Figure 1. (Please click to enlarge)
Figure 2. (Please click to enlarge)
History: A 39-year-old woman presents to the emergency department complaining of palpitations. She says she has also had "a little diarrhea" today, but that she has similar symptoms any time she is stressed. She denies any fever, abdominal pain, chest pain, syncope, or near-syncope. She also denies any relevant medical history but says she does take furosemide as needed when her legs swell. She states that her regular doctor ordered a full blood panel and an echocardiogram to look for a cause of the swelling and that everything was fine.
Examination: Her exam is essentially normal including her vital signs. There are no rales and no peripheral edema. She does, however, seem a bit shaky/tremulous.
Initial concerns: Dysrhythmia, electrolyte abnormality
Testing: Her ECG is shown in Figure 1, at top right (click on image to enlarge).
For answers and discussion, please click below.
Answers1. What are the ECG findings? Long QTc of 550 ms, as well as tachycardia at a rate of around 125 beats/min. It is difficult to tell if the rhythm is sinus or not.
2. What is the most likely diagnosis? Hypokalemia from diarrhea and/or Lasix; potassium was critically low at 1.8 mEq/L (magnesium was normal at 1.8 mg/dL). Bicarboante was high at 48 mEq/L (consistent with a contraction alkalosis, likely from the diuretic).
3. What is the most likely cause? Diuretic abuse. Other causes of hypokalemia are noted in the highlighted area of page-shot in Figure 2 at right (click on image to enlarge).
Hypokalemia often is asymptomatic but may cause generalized weakness, constipation, and polyuria as well as cardiac dysrhythmias that, in turn, lead to palpitations or near-syncope. When potassium levels drop below 2 mEq/L muscle paralysis may occur. ECG changes may occur before overt symptoms and usually include flat and/or inverted T-wave, ST-depression, U-waves, and prolongation of the QT, PR, and QRS intervals in more severe cases. Atrial and ventricular dysrhythmias also may occur.
There are many types of hypokalemia and they can be categorized into alkalotic and non-alkalotic causes (see highlighted part of page shot in Figure 2 at right). If you look at the list in the Figure you will notice that diarrhea causes non-alkalotic hypokalemia, but diuretics cause alkalotic hypokalemia.

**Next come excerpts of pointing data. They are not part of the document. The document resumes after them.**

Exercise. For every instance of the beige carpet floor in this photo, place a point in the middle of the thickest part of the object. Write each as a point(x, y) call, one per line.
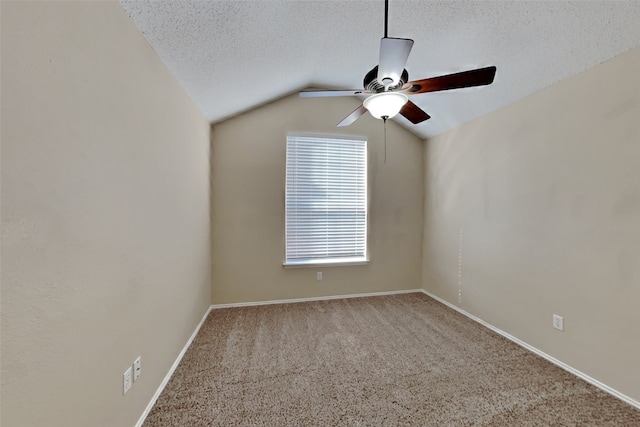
point(402, 360)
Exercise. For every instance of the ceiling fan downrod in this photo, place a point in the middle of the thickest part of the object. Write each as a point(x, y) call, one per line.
point(386, 17)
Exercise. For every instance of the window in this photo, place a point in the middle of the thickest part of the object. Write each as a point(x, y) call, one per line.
point(326, 200)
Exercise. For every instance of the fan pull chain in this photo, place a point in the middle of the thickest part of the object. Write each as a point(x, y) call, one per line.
point(384, 119)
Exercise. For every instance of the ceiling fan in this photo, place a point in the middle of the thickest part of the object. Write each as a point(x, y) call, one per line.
point(387, 85)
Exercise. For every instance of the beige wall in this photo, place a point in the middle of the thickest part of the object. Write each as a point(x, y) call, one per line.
point(105, 215)
point(547, 194)
point(248, 173)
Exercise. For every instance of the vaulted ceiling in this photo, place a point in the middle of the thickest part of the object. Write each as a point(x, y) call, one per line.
point(231, 56)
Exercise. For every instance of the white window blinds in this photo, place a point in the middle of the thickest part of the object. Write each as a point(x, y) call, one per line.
point(326, 200)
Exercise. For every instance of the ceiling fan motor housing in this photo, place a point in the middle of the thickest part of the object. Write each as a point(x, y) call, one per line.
point(372, 84)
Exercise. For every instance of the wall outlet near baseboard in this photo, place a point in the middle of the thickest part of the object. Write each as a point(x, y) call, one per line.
point(137, 368)
point(126, 380)
point(558, 322)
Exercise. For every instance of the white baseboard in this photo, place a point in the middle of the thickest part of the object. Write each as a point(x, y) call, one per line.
point(288, 301)
point(540, 353)
point(167, 377)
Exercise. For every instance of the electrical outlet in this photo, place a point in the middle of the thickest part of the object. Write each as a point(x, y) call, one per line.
point(137, 368)
point(126, 380)
point(558, 322)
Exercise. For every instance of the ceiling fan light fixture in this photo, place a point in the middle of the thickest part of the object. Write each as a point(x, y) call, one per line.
point(385, 104)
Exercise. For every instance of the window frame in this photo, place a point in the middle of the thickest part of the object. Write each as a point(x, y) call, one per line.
point(327, 261)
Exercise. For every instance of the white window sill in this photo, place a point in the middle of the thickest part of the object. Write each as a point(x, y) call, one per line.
point(326, 263)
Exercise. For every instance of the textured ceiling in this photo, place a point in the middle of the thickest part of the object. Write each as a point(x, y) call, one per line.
point(231, 56)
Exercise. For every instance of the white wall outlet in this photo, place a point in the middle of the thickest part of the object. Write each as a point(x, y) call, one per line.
point(126, 380)
point(558, 322)
point(137, 367)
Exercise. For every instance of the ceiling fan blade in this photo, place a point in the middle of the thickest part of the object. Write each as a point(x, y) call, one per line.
point(393, 57)
point(353, 116)
point(479, 77)
point(325, 93)
point(413, 113)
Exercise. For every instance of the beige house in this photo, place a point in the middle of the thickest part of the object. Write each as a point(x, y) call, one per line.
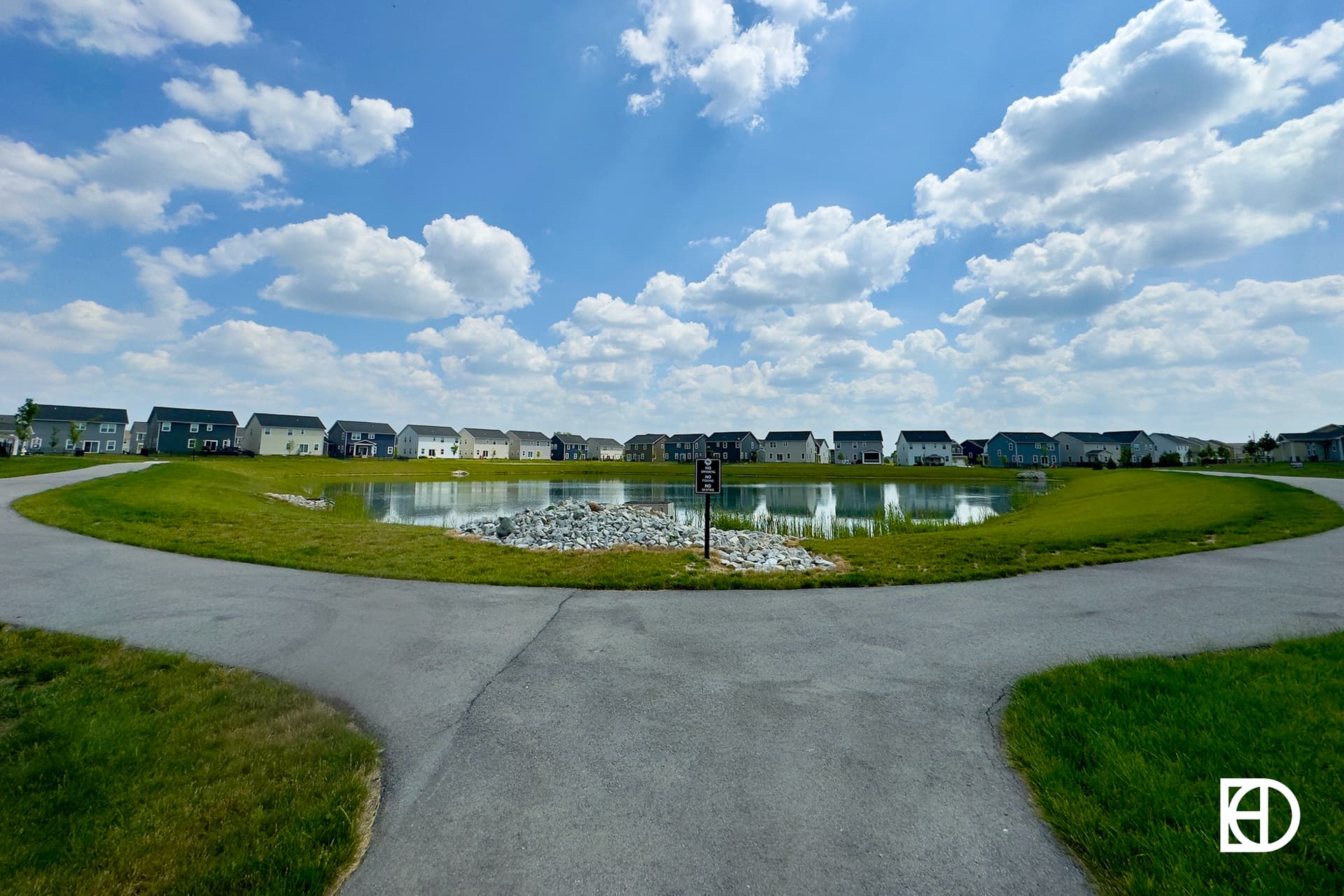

Since the patient’s bicarbonate level was extremely high (48 mEq/L), the furosemide is the most likely culprit in this case.
Treatment of hypokalemia naturally begins with potassium administration: oral repletion is generally considered safest, with IV repletion reserved for unstable patients or those with levels less than 2.5 mEq/L. In cases where hypokalemia is caused by cellular shift, be careful not to overtreat as rebound hyperkalemia is a risk when the shift is reversed. It is also, of course, important to reverse, remove, or treat any causative factors, such as medication in this case (refer to highlighted part of page-shot in Figure 2 above, for more info).